My 4 Bs of Great Coffee – B(2) is for Burn

Roasting a pound of Nicaragua Buenas Aires Maracaturra

This is the second installment of four articles for what I refer to as the 4 Bs for a great cup of coffee. The first B is fresh Beans. Here, I’ll cover what I refer to as the Burn – or roasting the coffee.

Roasting the coffee beans is what transforms them from the green beans to the chocolate colored beans we see in the stores. How long they roast determines the level of the roast as defined in laymen terms we see on most coffee containers in grocery stores – light, medium, or dark.

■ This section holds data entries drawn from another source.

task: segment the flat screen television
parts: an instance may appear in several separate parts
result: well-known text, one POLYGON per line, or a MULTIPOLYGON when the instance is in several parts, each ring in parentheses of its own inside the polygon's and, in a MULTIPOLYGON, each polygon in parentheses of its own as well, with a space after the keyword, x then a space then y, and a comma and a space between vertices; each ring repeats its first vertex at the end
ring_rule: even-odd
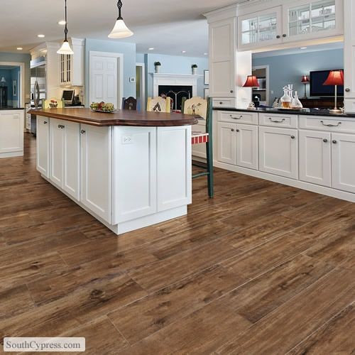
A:
MULTIPOLYGON (((310 72, 310 95, 311 97, 334 97, 335 95, 335 87, 333 85, 323 85, 323 83, 328 77, 329 72, 330 70, 317 70, 310 72)), ((337 92, 338 96, 344 96, 344 86, 338 85, 337 92)))

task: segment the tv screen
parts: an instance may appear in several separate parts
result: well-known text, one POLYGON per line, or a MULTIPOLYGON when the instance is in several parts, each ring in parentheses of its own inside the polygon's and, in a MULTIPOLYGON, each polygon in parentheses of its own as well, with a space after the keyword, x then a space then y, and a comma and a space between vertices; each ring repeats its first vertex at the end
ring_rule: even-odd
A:
MULTIPOLYGON (((339 70, 337 69, 336 70, 339 70)), ((329 72, 330 70, 318 70, 317 72, 310 72, 310 96, 334 97, 335 95, 335 87, 333 85, 323 85, 323 83, 328 77, 329 72)), ((337 91, 339 96, 344 96, 343 85, 338 85, 337 91)))

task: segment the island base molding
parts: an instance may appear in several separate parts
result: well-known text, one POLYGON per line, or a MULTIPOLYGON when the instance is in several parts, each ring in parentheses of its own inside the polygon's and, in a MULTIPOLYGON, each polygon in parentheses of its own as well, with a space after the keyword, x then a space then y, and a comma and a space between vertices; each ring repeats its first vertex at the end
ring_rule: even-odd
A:
POLYGON ((288 178, 284 178, 283 176, 275 175, 273 174, 270 174, 268 173, 264 173, 259 170, 254 170, 252 169, 248 169, 246 168, 231 165, 230 164, 221 163, 217 160, 214 160, 214 166, 215 166, 216 168, 219 168, 221 169, 234 171, 234 173, 239 173, 241 174, 253 176, 254 178, 259 178, 261 179, 273 181, 279 184, 291 186, 293 187, 297 187, 299 189, 305 190, 312 192, 324 195, 331 197, 344 200, 350 202, 355 202, 355 194, 346 192, 345 191, 341 191, 330 187, 311 184, 310 182, 305 182, 304 181, 290 179, 288 178))

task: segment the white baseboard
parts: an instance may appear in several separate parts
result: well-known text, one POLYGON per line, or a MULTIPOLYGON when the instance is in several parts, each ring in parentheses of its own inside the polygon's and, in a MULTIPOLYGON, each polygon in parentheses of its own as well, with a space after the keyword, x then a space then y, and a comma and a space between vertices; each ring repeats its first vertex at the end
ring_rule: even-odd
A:
POLYGON ((214 161, 214 166, 220 168, 222 169, 234 171, 235 173, 239 173, 241 174, 253 176, 254 178, 260 178, 261 179, 273 181, 274 182, 278 182, 279 184, 292 186, 293 187, 298 187, 300 189, 306 190, 312 192, 325 195, 326 196, 330 196, 331 197, 336 197, 340 200, 349 201, 351 202, 355 202, 355 194, 352 194, 351 192, 346 192, 345 191, 332 189, 330 187, 326 187, 324 186, 320 186, 318 185, 311 184, 310 182, 305 182, 303 181, 293 180, 290 179, 289 178, 284 178, 283 176, 274 175, 273 174, 263 173, 259 170, 253 170, 252 169, 248 169, 246 168, 241 168, 239 166, 231 165, 230 164, 221 163, 217 160, 214 161))

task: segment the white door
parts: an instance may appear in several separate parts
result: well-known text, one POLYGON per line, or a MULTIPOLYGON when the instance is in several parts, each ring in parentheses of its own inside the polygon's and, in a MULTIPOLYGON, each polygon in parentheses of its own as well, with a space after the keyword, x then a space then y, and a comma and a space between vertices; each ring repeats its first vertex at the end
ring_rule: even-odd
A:
POLYGON ((235 18, 209 24, 209 94, 212 97, 235 97, 236 27, 235 18))
POLYGON ((37 116, 37 170, 49 178, 49 127, 47 117, 37 116))
MULTIPOLYGON (((118 92, 118 67, 119 57, 95 55, 90 53, 90 102, 111 102, 121 108, 121 93, 118 92)), ((121 68, 121 65, 119 66, 121 68)))
POLYGON ((110 224, 111 131, 111 127, 95 127, 85 124, 80 126, 80 201, 110 224))
POLYGON ((330 187, 332 141, 329 133, 300 131, 300 180, 330 187))
POLYGON ((258 126, 236 125, 236 165, 258 170, 258 126))
POLYGON ((63 189, 77 201, 80 199, 80 125, 63 123, 63 189))
POLYGON ((158 127, 158 212, 192 202, 191 126, 158 127))
POLYGON ((0 153, 23 151, 23 114, 0 111, 0 153))
POLYGON ((298 175, 297 131, 259 127, 259 170, 297 179, 298 175))
POLYGON ((218 122, 218 160, 234 165, 236 163, 235 124, 218 122))
POLYGON ((355 3, 344 0, 344 108, 355 112, 355 3))
POLYGON ((355 193, 355 135, 332 133, 332 187, 355 193))
POLYGON ((116 224, 156 212, 156 128, 113 130, 112 224, 116 224))
POLYGON ((50 180, 63 188, 64 121, 50 119, 50 180))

Roasters have a different language to describe how long we roast them for. In order of progression from light to dark we have City -(minus), City, City + (plus), Full City, Vienna, and Full French Roast. Any roast from Vienna to Full French is just burned coffee. This is where the beans have this oily sheen all over them. Congratulations, you’ve just cooked all the origin flavor out of them and have turned that bean into a bean of charcoal.

There are many ways to roast your beans. Cowboys roasted them in an iron skillet over a flame. Probably the most common way in the Wild West and there are still those today who roast that way.

Some use air popcorn poppers that can roast up to a quarter pound at a time. There are several other roasting machines built on this same principle of using a hot air-bed to roast your beans. My first roaster was called iRoast that was based on this. If memory serves, I could roast a half pound of beans at a time. The closest roaster I see sold today that resembles my iRoast is the Fresh Roast SR800. I can easily go through over a pound a week so I quickly outgrew this.

The roaster I’ve used for the last 15 years is a Behmor drum allowing me to roast up to a pound at a time (and more). With this I’ll roast a pound or two a week.

Enough about the roasting machines though. We’re here to talk about the actual roast. Not what we use to roast. It’s like cooking a burger. You can use a skillet on a stove, a Weber grill, or a large pit smoker mounted on a double axle trailer. That burger will cook and burn on any of those.

That’s where Starbucks fucks up on the roast. This is their biggest pit-fall. They burn their beans. Good, fresh roasted coffee beans should not have that oily sheen on them. At all. If they do, you’ve cooked the ever living shit out of them. You’ve cooked out all the origin flavor and what you have left is the flavor of ash and charcoal – which is the signature flavor of Starbucks. If that’s what you like your coffee to taste like then Starbucks is your go-to bean.

This is where all big-brand coffee’s go wrong. And here is the kicker – they do it on purpose! Why? Because consumers want consistency. That’s why we buy the brands we buy – we like it for whatever reason and want a repeat experience. Coffee is in no way consistent. Coffee is like wine. Every season is different due to climate and environmental conditions. So how can you get the consistency your customers crave? Buy your beans in bulk from the same origin (pick a spot – Honduras, Nicaragua, Mexico, etc.) and burn the fuck out of them. Every time. They will taste the same. And it works! Starbucks obviously has its following. People like that flavor and there is nothing wrong with that.

When a customer goes into mom and pops cafe with some fresh coffee, they are going to be shocked at how it tastes. It won’t taste like the coffee they’ve been drinking their entire lives. Some are going to love that flavor, others may not or may not care. But those that love it? They won’t be going back to Starbucks anymore. And they will have paid less. Win win.